State Department Recommendation to End TPS Ignores Economic, Foreign Policy, and Humanitarian Reasons for Extending It

State Department Recommendation to End TPS Ignores Economic, Foreign Policy, and Humanitarian Reasons for Extending It

If DHS follows through with revocation, Congress will have to step up

The Washington Post is reporting that the State Department is recommending that Temporary Protected Status (TPS) be revoked for over 300,000 Honduran, Nicaraguan, Haitian and Salvadorans living and working in the United States. This recommendation is likely to result in a final DHS termination decision – expected on Monday – that threatens families and key industries in the United States and threatens the stability of nations in our region.

According to Frank Sharry, Executive Director of America’s Voice Education Fund:

The State Department is playing ball with the nativists in the White House and DHS who are intent on pursuing a misguided and un-American mass deportation strategy. Clearly, Rex Tillerson is not listening to the professionals. This recommendation is not based on the country conditions or the impact of hundreds of thousands of nationals suddenly returning to fragile countries. Rather, they are leaking this terrible news late on a Friday night in a cowardly fashion. Without question, the wiser course would be to extend TPS for 18 months. But this Administration seems more interested in deporting settled immigrants – even if it destabilizes neighboring countries – than in doing what is wise.

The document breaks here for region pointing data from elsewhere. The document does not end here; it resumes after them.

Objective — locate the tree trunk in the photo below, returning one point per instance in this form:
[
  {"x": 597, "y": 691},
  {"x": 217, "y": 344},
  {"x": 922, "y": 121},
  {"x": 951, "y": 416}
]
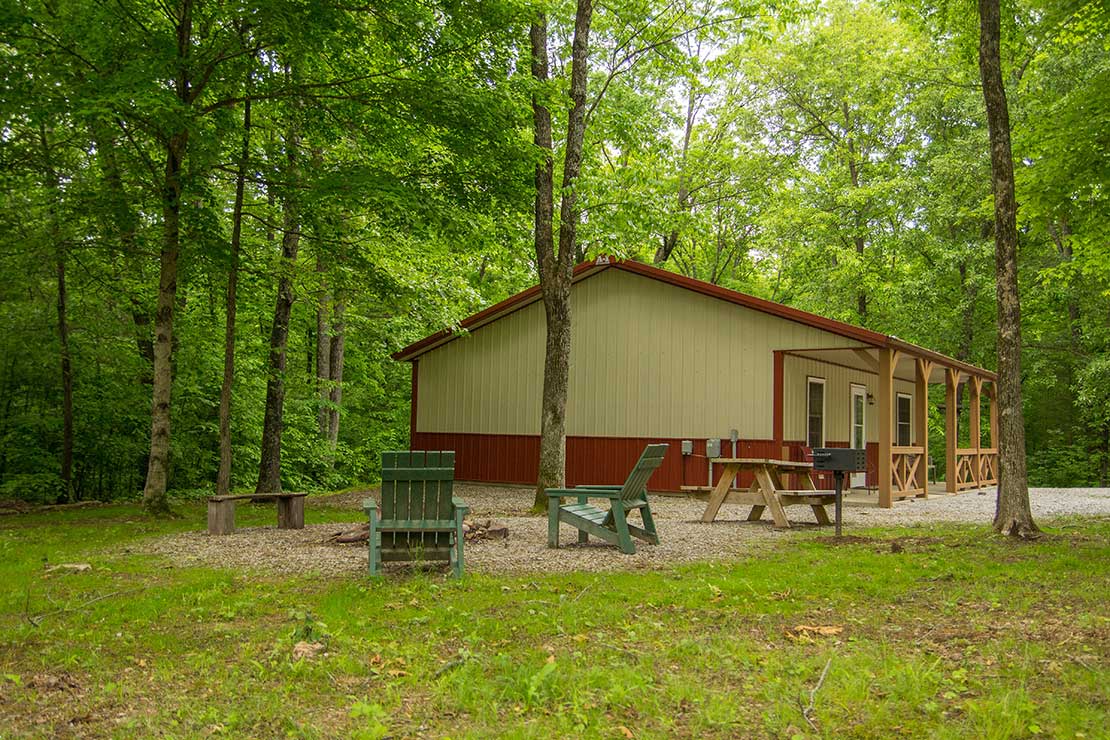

Some key facts to consider:

  • Honduran, Nicaraguan, Haitian and Salvadoran TPS beneficiaries work hard, pay taxes and work as essential workers in critical industries. They are parents to nearly 275,000 U.S. citizen children. Many who work in the construction industry are helping the recovery efforts in Florida and Houston following the hurricanes. Many are construction supervisors and home health care professionals. No wonder the U.S. Chamber of Commerce opposes revoking TPS.
  • These nations are in no condition to receive 300,000 returnees. In Haiti, forcing the return of 50,000 people would disrupt the fragile recovery, exacerbate the food, housing, and public health crises, and potentially destabilize the new government. In El Salvador and Honduras, the return of over 250,000 people would strain government services and lead to job displacement in countries besieged by violence, narcotics trafficking and weak institutions.
  • The revocation of TPS will further destabilize fragile countries in our neighborhood. With remittances making up more than 15% of the GDP of TPS-designated countries, the sudden loss will put an added strain on the U.S. foreign aid budget while families who have long relied on this source of income will have no other option than to attempt to come to the U.S. as undocumented workers.

Added Sharry:

This Administration seems more interested in throwing red meat to the nativist base than in keeping immigrant families together, keeping essential workers in the economy, and in keeping neighboring nations from being further destabilized. A defining feature of America is our tradition as a beacon of hope for people who escape violence and desperate conditions and contribute so much to the nation that welcomes them. The Trump Administration has been trashing this core aspect of our identity from the beginning, starting with its first disastrous Friday Night immigration decision – the Muslim Ban. If the Trump Administration continues down this road, only Congress can save the day. We will need bipartisan legislation that that serves our nation’s interests and reflects our nation’s values – something this Administration seems ignorant of.